Inside a Module, you can access the underlying API client from the data helper to stream safely during execute:
```python
from hla_compass.module import Module

class StreamModule(Module):
    def execute(self, input_data, context):
        assert self.peptides is not None and self.peptides.api is not None

        top = []
        for pep in self.peptides.api.iter_peptides({"sequence": input_data.get("sequence", "%")}, page_size=2000):
            # Example: collect just a small sample to keep memory bounded
            if len(top) < 5000:
                top.append({"sequence": pep["sequence"], "mass": pep.get("mass")})
            else:
                break
        return top
```

Tips:
- Prefer iter_peptides/iter_proteins/iter_samples for bulk processing.
- Use max_results to enforce hard caps in long-running jobs.
- For DataFrame needs, accumulate to CSV via Storage.save_csv in chunks instead of building a giant list in memory.

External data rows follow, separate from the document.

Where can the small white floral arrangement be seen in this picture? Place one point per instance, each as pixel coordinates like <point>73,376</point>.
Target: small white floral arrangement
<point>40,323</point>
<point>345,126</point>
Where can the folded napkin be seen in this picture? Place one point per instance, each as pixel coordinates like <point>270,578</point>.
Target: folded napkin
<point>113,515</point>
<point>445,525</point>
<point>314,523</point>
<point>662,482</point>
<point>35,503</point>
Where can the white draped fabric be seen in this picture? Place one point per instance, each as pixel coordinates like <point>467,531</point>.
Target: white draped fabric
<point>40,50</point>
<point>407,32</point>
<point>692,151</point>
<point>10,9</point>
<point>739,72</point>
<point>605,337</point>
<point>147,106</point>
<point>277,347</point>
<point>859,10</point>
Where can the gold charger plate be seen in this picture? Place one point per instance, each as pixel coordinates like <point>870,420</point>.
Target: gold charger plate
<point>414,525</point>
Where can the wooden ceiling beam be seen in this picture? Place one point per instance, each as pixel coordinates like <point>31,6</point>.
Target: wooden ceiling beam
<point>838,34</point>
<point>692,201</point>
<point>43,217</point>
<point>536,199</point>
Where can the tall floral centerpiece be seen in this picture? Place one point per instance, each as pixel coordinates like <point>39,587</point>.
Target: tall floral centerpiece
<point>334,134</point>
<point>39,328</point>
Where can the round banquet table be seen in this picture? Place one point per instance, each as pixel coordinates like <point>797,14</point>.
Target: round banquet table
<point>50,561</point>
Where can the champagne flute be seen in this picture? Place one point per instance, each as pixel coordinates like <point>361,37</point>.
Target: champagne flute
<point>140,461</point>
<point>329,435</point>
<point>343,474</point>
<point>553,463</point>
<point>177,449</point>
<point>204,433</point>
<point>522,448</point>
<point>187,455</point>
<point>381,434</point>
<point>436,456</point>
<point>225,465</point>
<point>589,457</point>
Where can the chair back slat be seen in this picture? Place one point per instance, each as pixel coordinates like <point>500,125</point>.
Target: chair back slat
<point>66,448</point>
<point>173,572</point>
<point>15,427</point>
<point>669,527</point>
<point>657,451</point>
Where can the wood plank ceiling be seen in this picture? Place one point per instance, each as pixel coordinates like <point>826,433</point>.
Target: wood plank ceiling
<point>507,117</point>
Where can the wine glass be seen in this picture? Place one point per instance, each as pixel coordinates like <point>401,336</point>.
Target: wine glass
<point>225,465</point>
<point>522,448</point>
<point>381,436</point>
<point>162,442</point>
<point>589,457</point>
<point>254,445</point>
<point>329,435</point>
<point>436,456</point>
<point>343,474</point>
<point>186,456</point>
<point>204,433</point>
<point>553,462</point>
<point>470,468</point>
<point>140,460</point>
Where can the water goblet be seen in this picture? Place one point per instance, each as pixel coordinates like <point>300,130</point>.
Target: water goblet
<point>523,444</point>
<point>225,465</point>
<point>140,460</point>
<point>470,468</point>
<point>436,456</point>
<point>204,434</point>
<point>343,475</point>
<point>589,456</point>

### Telemetry Callbacks for APIClient
Capture per-request metrics (status, duration, retries, idempotency key presence) with a callback to ease troubleshooting.

```python
import logging
from hla_compass.client import APIClient

log = logging.getLogger(__name__)

def on_api(data):
    # data contains: method, url, status_code, duration_seconds, attempt, max_retries,
    #                rate_limit_wait, params (redacted in logs), idempotency_key, request_id, error
    log.info("API %s %s %.3fs", data["status_code"], data["url"], data["duration_seconds"]) 

client = APIClient()
client.set_telemetry_callback(on_api)
client.get_peptide("pep_123")
print(client.get_rate_limit_state())  # {'max_requests': ..., 'time_window': ..., 'last_wait_seconds': ...}
```

Environment knobs:
- HLA_RATE_LIMIT_MAX_REQUESTS, HLA_RATE_LIMIT_TIME_WINDOW to tune rate limits
- HLA_CORRELATION_ID to propagate a stable X-Correlation-Id across requests

### Auto-generated API Reference (pdoc)
- Browse: docs/sdk/python/index.html (generated)
- Build locally:

```bash
bash scripts/docs-generate-python-sdk.sh
open docs/sdk/python/index.html  # macOS, or use your browser to open the file
```

The script sets PYTHONPATH to include sdk/python and generates docs for the hla_compass package using pdoc.